If we put ourselves in the place of the Israelites heading to the Land of Israel, the trek described in Bemidbar seems rather tortuous. There we read about a relatively straightforward and short journey that turns into a circuitous journey of forty years.
Though this is the way most readers will understand the story, it is not without room for further thought. What I mean is that one should not automatically conclude that the longer path was the wrong path. In fact, I think hindsight would show just the opposite; that it was actually the right path, if certainly not the easiest one. I will explain, but let’s first look at a story that may shed some light on this.
In Eruvin 53b, we find R. Yehoshua ben Chananyah recounting an enigmatic story in which he asks a certain child for directions. The child tells him that there is a short long path and a long short path. Understanding the first choice to be the better one, R. Yehoshua makes his way down the first path, only to find his destination blocked by orchards and gardens. Rather than trying to make his way around them, he goes back to ask the child whether he had, in fact, not called the way short. The child responds by saying, “True, but I also told you it was long!” Rather than getting angry, R. Yehoshua surprises the reader by praising the boy and calling him exceedingly wise.
There are many questions about this interchange. One question that seems obvious is why the child did not immediately recommend the second path that R. Yehoshua ultimately chose. When Google Maps gives us such a choice without recommending the better path, we hardly consider it great wisdom!
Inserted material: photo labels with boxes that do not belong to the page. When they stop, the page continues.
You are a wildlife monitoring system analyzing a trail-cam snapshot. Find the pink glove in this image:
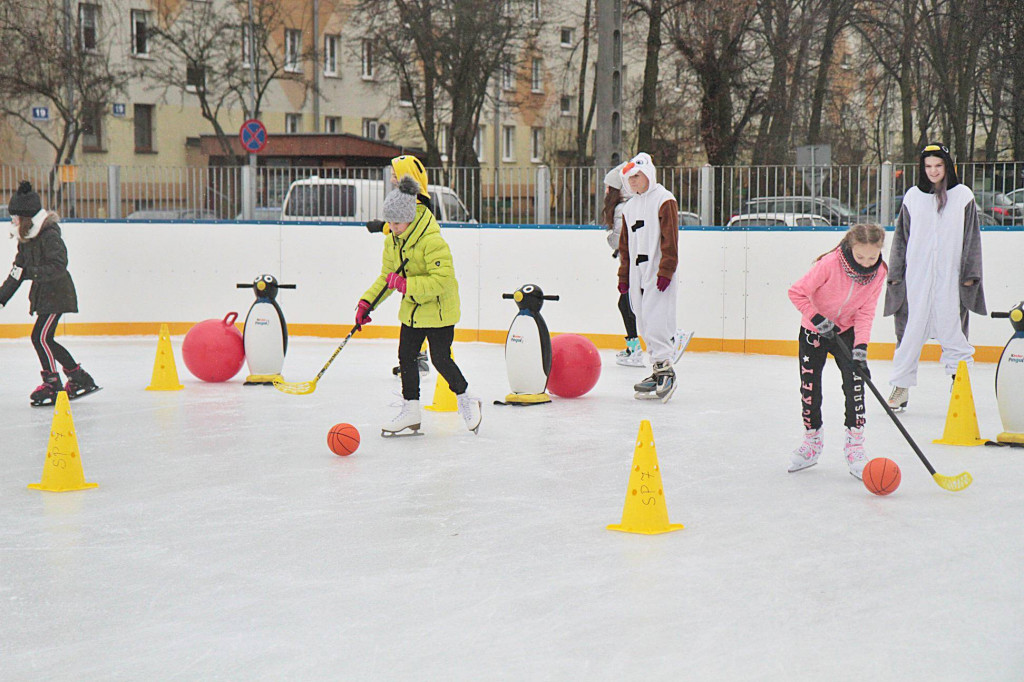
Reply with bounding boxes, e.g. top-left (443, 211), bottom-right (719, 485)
top-left (387, 272), bottom-right (406, 294)
top-left (355, 299), bottom-right (373, 330)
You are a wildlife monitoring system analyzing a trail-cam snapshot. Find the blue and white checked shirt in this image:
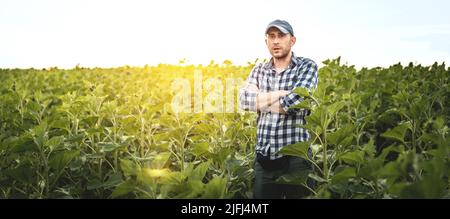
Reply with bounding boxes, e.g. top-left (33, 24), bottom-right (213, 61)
top-left (239, 53), bottom-right (318, 160)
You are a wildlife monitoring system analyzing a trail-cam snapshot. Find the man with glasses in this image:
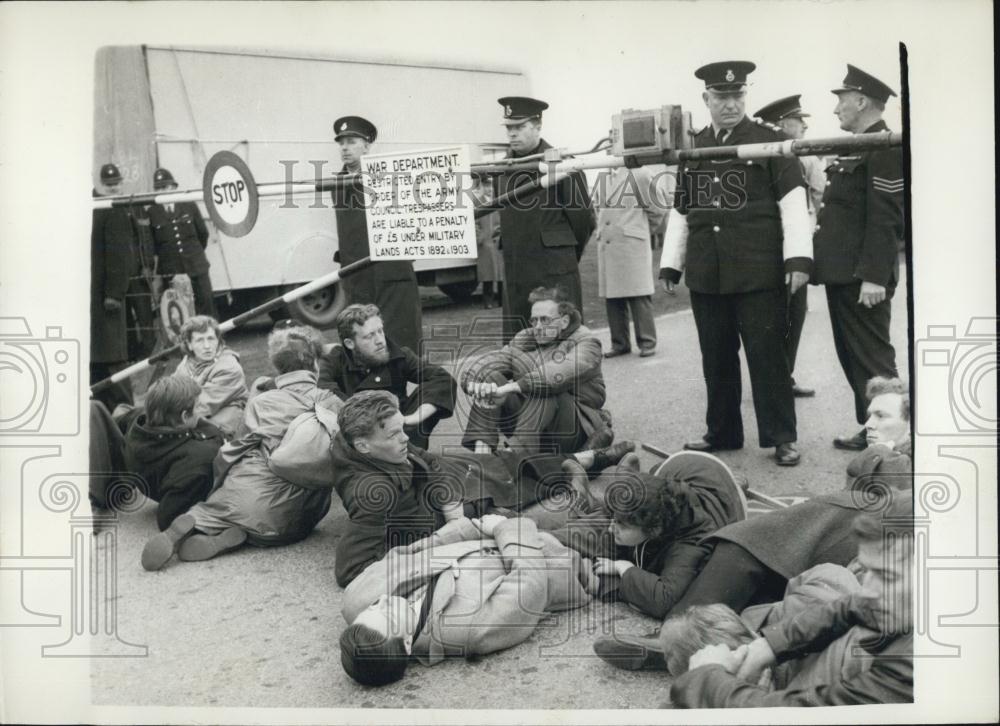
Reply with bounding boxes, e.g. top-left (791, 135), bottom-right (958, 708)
top-left (460, 287), bottom-right (613, 453)
top-left (660, 61), bottom-right (812, 466)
Perhaps the wisdom, however, is in the understanding that there is no such thing as a universally better path. Taking a longer road can be better if it is more scenic or if it leads us to something along the way that enriches us. What is true of length is actually true of any hardship. As the American writer, Henry David Thoreau is credited with saying, “The only people who ever get anyplace interesting are the people who get lost!“
There is indeed wisdom in understanding that a journey is not only about getting from point A to point B. Perhaps the child’s wisdom then was in knowing that he could not really recommend the better path, since there was no such thing – at least not based on R. Yehoshua’s question, which was simply, “Which way should I go?”
To take this one step further, it is possible that even if R. Yehoshua himself had known the exact topography of each path, he still could not have definitely known which would be the better path. Awareness of this limitation is an uncommon wisdom, and perhaps why R. Yehoshua praised the boy so highly. That wisdom begins with knowing that the right path is not only determined by getting somewhere as fast as possible (though it is certainly a legitimate factor). Unfortunately, this is something too frequently forgotten by adults.
This is not to say that there is no such thing as a wrong turn. Though we can even learn from a mistaken path, we have good reason to want to avoid it. The problem with wrong turns is that we are rarely able to truly know that it was a mistake until after the fact.
Getting back to the forty years in the wilderness, because the length of the journey is presented as a punishment for the sin of the spies, we can easily miss that the Jews were not really ready to enter the Land of Israel and set up their own state so shortly after leaving slavery in Egypt. Moreover, it is not just the extra time that enriched – and thereby prepared – them for the next chapter in their lives. It is also the various experiences that would never have happened had they taken the shorter, more direct road.
Something to remember as make our own journey through life.